This Day in History: January 12th- All in the Family
This Day In History: January 12, 1971
When the very first episode of All in the Family aired on January 12, 1971, CBS ran the following disclaimer immediately preceding it:
The program you are about to see is All in the Family. It seeks to throw a humorous spotlight on our frailties, prejudices, and concerns. By making them a source of laughter, we hope to show— in a mature fashion— just how absurd they are.
Although the network obviously believed their new sitcom was going to ruffle a fair amount of feathers, All in the Family was relatively ignored until the summer rerun season.
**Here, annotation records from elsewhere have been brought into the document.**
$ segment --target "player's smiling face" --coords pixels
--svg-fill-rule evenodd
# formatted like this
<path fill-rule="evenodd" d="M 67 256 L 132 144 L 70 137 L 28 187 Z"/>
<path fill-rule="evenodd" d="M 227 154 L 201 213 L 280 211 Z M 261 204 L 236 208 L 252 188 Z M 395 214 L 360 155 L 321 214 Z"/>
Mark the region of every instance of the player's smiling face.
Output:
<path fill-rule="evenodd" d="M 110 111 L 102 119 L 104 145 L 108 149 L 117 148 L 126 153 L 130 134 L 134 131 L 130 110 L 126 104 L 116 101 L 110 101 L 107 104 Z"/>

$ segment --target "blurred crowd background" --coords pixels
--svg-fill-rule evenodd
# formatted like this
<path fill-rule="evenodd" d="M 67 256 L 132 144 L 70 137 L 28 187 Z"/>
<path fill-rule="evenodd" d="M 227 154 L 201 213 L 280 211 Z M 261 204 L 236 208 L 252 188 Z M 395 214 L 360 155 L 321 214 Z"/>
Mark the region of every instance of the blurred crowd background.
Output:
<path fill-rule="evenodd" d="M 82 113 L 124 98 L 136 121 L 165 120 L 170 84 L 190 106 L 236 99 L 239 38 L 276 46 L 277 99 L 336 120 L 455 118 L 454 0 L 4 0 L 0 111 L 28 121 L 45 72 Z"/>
That’s when the show began to earn the reputation that made it one of the most talked about and controversial programs in television history.
All in the Family, based on a British sitcom Till Death Us Do Part, showcased the exploits of working class Archie Bunker (Carroll O’Connor), a conservative bigot who lived in Queens, New York with his sweet but often daffy wife Edith (Jean Stapleton), or “Dingbat.” Their daughter Gloria (Sally Struthers) and her husband Mike Stivic (Rob Reiner), or “Meathead”, a liberal college student, lived with the couple. Ideological differences between the two men provided most of the fodder for conflict.
All in the Family dared to go where no other sitcom had gone before. Aside from the lowbrow humor of Archie belching and off-screen toilet flushing, the show tackled hot-button topics such as racism, politics, cancer, feminism, and even rape. As Jean Stapleton, who so brilliantly portrayed Edith Bunker, pointed out: “There’s nothing like humor to burst what seems to be an enormous problem. Humor reduces it to nothing and wipes it out. That’s what humor does. That was a great part of that show in terms of every issue, but especially bigotry. You make fun of something, it reduces it to nothing.”
Another factor in the show’s popularity was Carroll O’Connor’s skillful handling of the role of Archie Bunker. As bigoted and pigheaded as he was, Archie was generally likable in spite of his many faults. He had a softer, more sympathetic side, especially when it came to his family, a trait that became more evident as the series progressed. (It’s hard to imagine anyone but O’Connor in the role as Archie Bunker, but producer Norman Lear’s first choice was Mickey Rooney.)
The impact that All in the Family had on American television is impossible to overestimate. It paved the way for sitcoms of substance with topical themes, instead of those with fluffy, non-offensive, and predictable plotlines common during the early years of TV. Its influence continues to be felt even though the show is a long distant memory.
When All in the Family wrapped its final episode in March of 1978, the National Museum of American History arrived to collect the famous, familiar, chairs that Archie and Edith had sat in throughout the series. Their new home was in the Smithsonian, “as part of the cultural legacy of our country.”